Member of the Louisiana State Senate from the 4th district
- Incumbent
- Assumed office January 13, 2020
- Preceded by: Wesley Bishop

Member of the Louisiana House of Representatives from the 99th district
- In office January 2016 – January 13, 2020
- Preceded by: Wesley Bishop
- Succeeded by: Candace Newell

Personal details
- Born: 1973 or 1974 (age 51–52)
- Party: Democratic
- Education: Morehouse College (BA) Southern University (JD)
- Occupation: Lawyer

= Jimmy Harris (politician) =

American politician

James Harris III is an American politician from New Orleans, Louisiana. A Democrat, Harris has represented District 4 in the Louisiana State Senate since 2020; he previously represented District 99 in the Louisiana House of Representatives between 2016 and 2020.

==Career==
Before entering elected office, Harris worked as an aide for U.S. Representative Cedric Richmond, as well as working for several other elected officials in the state. With Richmond's backing, he ran in 2015 for District 99 in the Louisiana House of Representatives. Harris defeated Markeita Prevost and Ray Crawford after two rounds of voting.

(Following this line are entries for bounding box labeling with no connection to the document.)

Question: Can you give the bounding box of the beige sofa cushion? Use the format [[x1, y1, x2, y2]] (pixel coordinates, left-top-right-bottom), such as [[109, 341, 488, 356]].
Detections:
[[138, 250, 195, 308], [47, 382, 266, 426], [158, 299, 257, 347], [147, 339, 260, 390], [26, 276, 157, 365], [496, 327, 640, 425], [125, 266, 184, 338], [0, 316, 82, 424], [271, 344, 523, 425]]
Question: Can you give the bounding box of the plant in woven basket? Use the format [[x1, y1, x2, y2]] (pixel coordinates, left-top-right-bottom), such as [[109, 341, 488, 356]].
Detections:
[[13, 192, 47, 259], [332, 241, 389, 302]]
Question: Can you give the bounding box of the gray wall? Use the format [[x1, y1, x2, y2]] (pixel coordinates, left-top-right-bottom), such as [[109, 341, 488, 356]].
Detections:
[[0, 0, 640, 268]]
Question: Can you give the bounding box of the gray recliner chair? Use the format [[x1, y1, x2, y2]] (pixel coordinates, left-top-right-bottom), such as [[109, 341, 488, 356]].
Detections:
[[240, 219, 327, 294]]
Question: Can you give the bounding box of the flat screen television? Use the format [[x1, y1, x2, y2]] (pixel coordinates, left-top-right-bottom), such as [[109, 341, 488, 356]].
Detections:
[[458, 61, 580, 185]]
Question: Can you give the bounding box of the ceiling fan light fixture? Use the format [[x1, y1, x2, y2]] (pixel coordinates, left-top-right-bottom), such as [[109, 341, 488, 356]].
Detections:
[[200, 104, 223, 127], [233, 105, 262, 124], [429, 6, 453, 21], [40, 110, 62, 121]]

In 2019, Harris announced that he would run for District 4 in the Louisiana State Senate, which was vacated by Wesley Bishop, Harris' predecessor in the House. Harris was elected with no opponents from either party.

In 2023, Jimmy Harris was re-elected to his position as a member of the Louisiana State Senate, representing District 4. He ran unopposed, securing another term in office.